Навоз Сергей с Антоном взяли на заброшенной ферме. Угнали «МАЗ», лопатами загрузили машину, подвезли к зданию милицию и от всей души вывалили дерьмо на землю… Но признаваться в этом Антон не собирался. Не верит он ментам. Тем более что не могли они с Сергеем оставить пальчики, потому как перчаток с себя не снимали. А если даже есть след, самая лучшая тактика – идти в несознанку. И твердо стоять на своем.

– Не понимаю, о чем разговор?

– Странный ты какой-то, Порываев, – продолжал удивляться Круча. – Я же тебе сказал, что нет уголовного дела по факту угона «МАЗа». Но будет! Не хочешь по-хорошему признавать доказанный факт, заставим по-плохому.

– На пятнадцать суток по решению суда сажают, – угрюмо буркнул Антон. – Не имеете права здесь держать.

– Жаловаться будешь?

– Нет. Жалуются те, за кем вина. А я безвинный. Буду за правду страдать.

– Да ты еще и идейный.

– И патриот своей страны!

– Ух ты! А ведь я тебе верю… Ладно, так и быть, отпущу тебя. Даже на принцип идти не буду. Ты не будешь, и я не буду… Даже протокол заводить не стану. Просто скажи мне, что ты нам нагадил, и сегодня же ты будешь дома…

– Не, ну если вы хотите, чтобы я взял на себя чужую вину…

– Нет, я хочу, чтобы ты признал свою вину. Хочу посмотреть, можно ли с тобой в разведку идти.

– А что нам вместе в разведке делать?.. Да и не знаю я ничего про навоз. Вы меня с кем-то спутали. Вы отпечатки пальцев еще раз сравните, там ошибка какая-то…

– Я думал, ты умный человек, Порываев. Ну ладно, если ты такой упрямый, то посиди, подумай…

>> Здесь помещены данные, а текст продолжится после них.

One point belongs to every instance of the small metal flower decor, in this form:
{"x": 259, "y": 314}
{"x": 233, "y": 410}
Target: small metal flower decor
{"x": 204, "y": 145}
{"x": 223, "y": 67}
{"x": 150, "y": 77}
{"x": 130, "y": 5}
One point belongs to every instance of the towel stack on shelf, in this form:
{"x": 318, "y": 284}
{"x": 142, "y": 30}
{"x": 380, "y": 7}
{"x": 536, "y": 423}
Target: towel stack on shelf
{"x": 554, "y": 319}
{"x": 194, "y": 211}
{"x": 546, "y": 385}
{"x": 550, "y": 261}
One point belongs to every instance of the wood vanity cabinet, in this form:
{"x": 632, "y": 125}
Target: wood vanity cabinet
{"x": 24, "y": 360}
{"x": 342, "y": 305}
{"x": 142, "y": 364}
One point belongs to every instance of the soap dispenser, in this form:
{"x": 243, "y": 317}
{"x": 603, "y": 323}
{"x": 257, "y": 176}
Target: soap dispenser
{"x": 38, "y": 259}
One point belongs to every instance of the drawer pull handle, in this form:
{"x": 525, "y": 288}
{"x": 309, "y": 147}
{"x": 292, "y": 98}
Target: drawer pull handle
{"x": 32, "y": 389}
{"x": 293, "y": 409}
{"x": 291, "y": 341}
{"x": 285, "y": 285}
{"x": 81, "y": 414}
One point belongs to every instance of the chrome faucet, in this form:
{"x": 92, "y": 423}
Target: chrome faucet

Антона отконвоировали обратно в его камеру, но спустя два часа, без всяких объяснений, перевели в карцер. Менты не смогли взять его словом, поэтому прибегли к психологическому давлению. Но он справится, он ничего не расскажет им о своей сопричастности к злой шутке с навозом, к одному звену из кровавой цепи… И жаловаться он не будет, чтобы не озлоблять ментов. Он – человек упрямый, но хитрый. Однажды он уже выбрал тактику в общении с Кручей – побольше такта и поменьше внутренней слабости, так он будет вести себя и дальше. Пока его не выпустят на свободу…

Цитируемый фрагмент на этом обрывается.